In a second study, Dr. Alexopoulos and colleagues performed a battery of neuropsychology tests to further dissect the cognitive dysfunction of depression and aging. Results indicate that functions such as selective attention and sustained attention were abnormal in depressives compared to controls, regardless of age. In contrast, inhibitory control and focused effort seem preferentially impaired in patients who had geriatric depression. Studies are needed to determine whether brain abnormalities in inhibitory control and sustained effort are associated with the course of geriatric depression.
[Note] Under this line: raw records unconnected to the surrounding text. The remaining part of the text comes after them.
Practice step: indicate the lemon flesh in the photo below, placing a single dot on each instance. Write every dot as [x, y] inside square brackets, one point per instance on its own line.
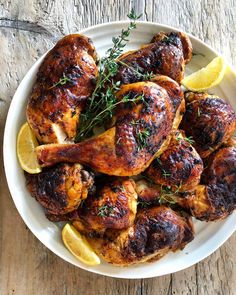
[26, 144]
[79, 246]
[207, 77]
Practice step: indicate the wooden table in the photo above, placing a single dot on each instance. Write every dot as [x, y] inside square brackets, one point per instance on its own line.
[27, 29]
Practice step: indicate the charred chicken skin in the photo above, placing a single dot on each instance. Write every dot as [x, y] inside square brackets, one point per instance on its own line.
[155, 232]
[141, 132]
[210, 120]
[178, 167]
[167, 55]
[216, 199]
[113, 206]
[65, 80]
[60, 189]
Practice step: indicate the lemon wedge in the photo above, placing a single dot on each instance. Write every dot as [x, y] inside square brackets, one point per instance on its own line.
[79, 246]
[26, 144]
[207, 77]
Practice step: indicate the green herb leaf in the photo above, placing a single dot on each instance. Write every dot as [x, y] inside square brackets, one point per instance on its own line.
[62, 81]
[101, 104]
[105, 210]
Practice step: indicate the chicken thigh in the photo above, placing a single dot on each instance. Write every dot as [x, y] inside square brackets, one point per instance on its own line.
[113, 206]
[66, 78]
[210, 121]
[60, 189]
[179, 167]
[167, 55]
[216, 198]
[155, 232]
[140, 133]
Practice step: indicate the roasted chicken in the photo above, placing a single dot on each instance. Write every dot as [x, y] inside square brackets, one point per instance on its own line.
[155, 232]
[216, 198]
[142, 127]
[179, 166]
[210, 120]
[66, 78]
[113, 206]
[60, 189]
[167, 54]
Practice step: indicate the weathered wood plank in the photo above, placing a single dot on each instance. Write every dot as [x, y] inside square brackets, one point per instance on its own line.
[27, 29]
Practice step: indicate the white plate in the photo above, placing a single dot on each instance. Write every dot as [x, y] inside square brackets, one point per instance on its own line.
[209, 236]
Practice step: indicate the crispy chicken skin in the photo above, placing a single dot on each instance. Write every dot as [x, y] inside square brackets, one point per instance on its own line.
[216, 199]
[148, 192]
[155, 232]
[53, 108]
[179, 167]
[176, 96]
[141, 131]
[210, 120]
[167, 54]
[60, 189]
[113, 206]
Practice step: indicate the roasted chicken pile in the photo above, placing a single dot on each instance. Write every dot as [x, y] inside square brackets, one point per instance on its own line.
[164, 157]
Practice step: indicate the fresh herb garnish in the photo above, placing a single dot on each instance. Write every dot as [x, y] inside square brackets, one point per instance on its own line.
[142, 136]
[143, 204]
[138, 71]
[62, 81]
[105, 210]
[190, 140]
[166, 196]
[165, 174]
[101, 104]
[198, 112]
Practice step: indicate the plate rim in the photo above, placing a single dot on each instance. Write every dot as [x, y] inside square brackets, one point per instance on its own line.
[7, 168]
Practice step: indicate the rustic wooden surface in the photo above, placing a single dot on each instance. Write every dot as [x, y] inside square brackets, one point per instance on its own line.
[27, 29]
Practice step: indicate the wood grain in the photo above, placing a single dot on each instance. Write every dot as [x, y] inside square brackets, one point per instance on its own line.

Dr. Alexopoulos and colleagues used a cognitive neuroscience approach to test simple tasks associated with identifiable brain circuitry. Reaction times were measured after subjects were exposed to alerting, orienting, and conflict inducing stimuli. Results demonstrate an association between attention scores in the conflict system and persistence of depressive symptomatology in people who received antidepressant treatment with citalopram. In contrast, impairment in the orienting and alerting systems had no association with antidepressant response.

In conclusion, vascular and age-related abnormalities may result in both depressive symptoms and specific cognitive abnormalities. “These cognitive abnormalities can be mapped and catalogued and we can have a ‘phenomenology’ of cognitive impairment inlate onset depression that would further characterize the syndrome,” said Dr. Alexopoulos. In addition, microstructure abnormalities that can now be identified with reasonable precision at pre-selected regions, may have an impact on the course of depression. Finally, cognitive neuroscience paradigms, with or without neuroimaging, may be used to identify specific aspects of the circuitry dysfunction associated with the course of geriatric depression.